So what does it all lead? You have always emphasized the importance of the correct allocation of assets. With so many worldwide uncertainties, the domestic markets seem more manageable. Do they have to focus exclusively on domestic assets, the exposure to exports and sectors to the global targeted sectors reduce or diversify?
Manuesh relative: I believe that India will probably perform better than the US. The AI investment cycle in the US seems to have a peak and Nasdaq is confronted with a headwind because of the high ratings. India has lagged behind the last 8-10 months than emerging markets, but this underperformance can now turn around. In the next 6-12 months, Indian shares could perform relatively better than other emerging markets.
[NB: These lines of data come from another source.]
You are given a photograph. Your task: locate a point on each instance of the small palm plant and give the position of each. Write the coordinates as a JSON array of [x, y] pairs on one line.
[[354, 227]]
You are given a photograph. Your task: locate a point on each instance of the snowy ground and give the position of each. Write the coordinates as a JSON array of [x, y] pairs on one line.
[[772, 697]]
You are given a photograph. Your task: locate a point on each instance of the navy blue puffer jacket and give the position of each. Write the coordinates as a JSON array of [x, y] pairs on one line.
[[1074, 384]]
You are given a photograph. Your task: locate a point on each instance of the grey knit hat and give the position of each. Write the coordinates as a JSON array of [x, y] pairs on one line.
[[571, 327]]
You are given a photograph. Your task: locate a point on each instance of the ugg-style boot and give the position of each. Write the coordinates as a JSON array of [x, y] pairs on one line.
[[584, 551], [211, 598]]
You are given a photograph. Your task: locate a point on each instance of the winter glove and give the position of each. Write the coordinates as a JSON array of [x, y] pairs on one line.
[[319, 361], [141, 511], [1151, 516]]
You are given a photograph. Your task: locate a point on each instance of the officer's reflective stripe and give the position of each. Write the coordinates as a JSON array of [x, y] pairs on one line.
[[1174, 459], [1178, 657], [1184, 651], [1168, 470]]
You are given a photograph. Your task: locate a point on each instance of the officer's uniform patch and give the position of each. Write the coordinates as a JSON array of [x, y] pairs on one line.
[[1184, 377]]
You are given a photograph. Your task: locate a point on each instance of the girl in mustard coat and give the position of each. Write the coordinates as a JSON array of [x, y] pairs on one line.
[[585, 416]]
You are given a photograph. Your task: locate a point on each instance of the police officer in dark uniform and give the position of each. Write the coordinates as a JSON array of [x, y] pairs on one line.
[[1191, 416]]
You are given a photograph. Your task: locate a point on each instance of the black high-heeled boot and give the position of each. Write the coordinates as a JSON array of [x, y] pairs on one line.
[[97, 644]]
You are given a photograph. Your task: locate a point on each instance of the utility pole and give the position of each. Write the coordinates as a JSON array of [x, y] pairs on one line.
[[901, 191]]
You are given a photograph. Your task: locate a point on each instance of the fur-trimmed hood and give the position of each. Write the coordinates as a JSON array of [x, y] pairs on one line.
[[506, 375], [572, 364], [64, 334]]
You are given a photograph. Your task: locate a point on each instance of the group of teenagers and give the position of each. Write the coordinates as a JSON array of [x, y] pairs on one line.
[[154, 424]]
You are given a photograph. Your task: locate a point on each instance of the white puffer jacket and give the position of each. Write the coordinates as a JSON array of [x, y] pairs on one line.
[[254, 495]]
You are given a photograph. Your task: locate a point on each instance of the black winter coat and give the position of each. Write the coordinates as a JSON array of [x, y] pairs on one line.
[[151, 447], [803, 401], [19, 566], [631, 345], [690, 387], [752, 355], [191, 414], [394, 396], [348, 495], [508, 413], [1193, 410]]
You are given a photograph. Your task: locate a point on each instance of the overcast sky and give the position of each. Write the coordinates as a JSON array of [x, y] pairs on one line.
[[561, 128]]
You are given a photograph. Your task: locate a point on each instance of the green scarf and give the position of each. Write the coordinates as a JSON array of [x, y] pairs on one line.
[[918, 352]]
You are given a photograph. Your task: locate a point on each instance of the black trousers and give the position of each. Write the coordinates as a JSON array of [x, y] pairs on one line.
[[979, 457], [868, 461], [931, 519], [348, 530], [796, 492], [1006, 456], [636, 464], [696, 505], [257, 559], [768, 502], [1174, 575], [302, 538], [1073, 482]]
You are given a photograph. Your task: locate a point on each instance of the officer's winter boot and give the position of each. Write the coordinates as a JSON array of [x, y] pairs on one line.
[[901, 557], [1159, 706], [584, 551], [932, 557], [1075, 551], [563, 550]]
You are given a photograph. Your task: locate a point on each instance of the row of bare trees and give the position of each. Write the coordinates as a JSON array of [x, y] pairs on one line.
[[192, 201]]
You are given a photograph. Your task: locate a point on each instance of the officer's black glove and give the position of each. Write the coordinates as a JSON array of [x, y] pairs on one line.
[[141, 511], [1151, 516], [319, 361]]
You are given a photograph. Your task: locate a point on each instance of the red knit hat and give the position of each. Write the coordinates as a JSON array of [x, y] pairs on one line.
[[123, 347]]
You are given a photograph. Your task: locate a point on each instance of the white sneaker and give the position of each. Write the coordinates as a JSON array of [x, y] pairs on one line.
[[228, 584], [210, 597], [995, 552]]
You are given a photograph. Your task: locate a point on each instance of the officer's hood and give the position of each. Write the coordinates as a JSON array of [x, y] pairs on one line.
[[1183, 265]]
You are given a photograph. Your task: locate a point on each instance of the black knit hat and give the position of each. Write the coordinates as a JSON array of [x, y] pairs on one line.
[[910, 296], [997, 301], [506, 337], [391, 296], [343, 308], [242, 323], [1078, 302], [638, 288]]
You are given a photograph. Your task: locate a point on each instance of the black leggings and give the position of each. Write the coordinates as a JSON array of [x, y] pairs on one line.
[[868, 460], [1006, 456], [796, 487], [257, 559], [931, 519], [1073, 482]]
In comparison with bonds, the long -term bonds could yield attractive returns in the coming three years, in particular if the rates fall from 7.15% to 6.15%. However, short -term bonds are expensive, so they may not be that attractive. In general, a balanced portfolio with moderate exposure to shares is logical, although investors have to temper expectations, because the return in India can be modest in the coming year, about 10%, in contrast to the higher return that has been seen in the past five years.
How should investors approach the allocation of debt to shares?
Manuesh relative: Allocation depends on individual circumstances. For example, a senior investor can give priority to instruments with fixed-income income that yield 8-9%, while a younger investor can assign more to shares. In general, maintaining a decent allocation of shares is generally reasonable. Because market timing is difficult, systematic investment plans (SIPs) and spread investments in the coming 12 months are wise.
What about the dollar? Can it weaken further?
Manuesh relative: The USD can somewhat reinforce against developed markets in the case of global risk-off scenarios, but the INR has already absorbed the most losses. From a domestic point of view, the USD-Inr rate is probably approaching its peak, unless unexpected problems, such as rates, arise.
And gold? Will it remain as expensive if it is now?
Manuesh relative: Gold is expensive and largely speculative, influenced by geopolitical developments. For long periods it does not yield a significant return or dividends. It is very cyclical and performs exceptionally well for a few years, but stood still for decades. Investors must be careful with position in gold, taking into account the fact that it acts in the first place as an alternative currency instead of as a growth -active.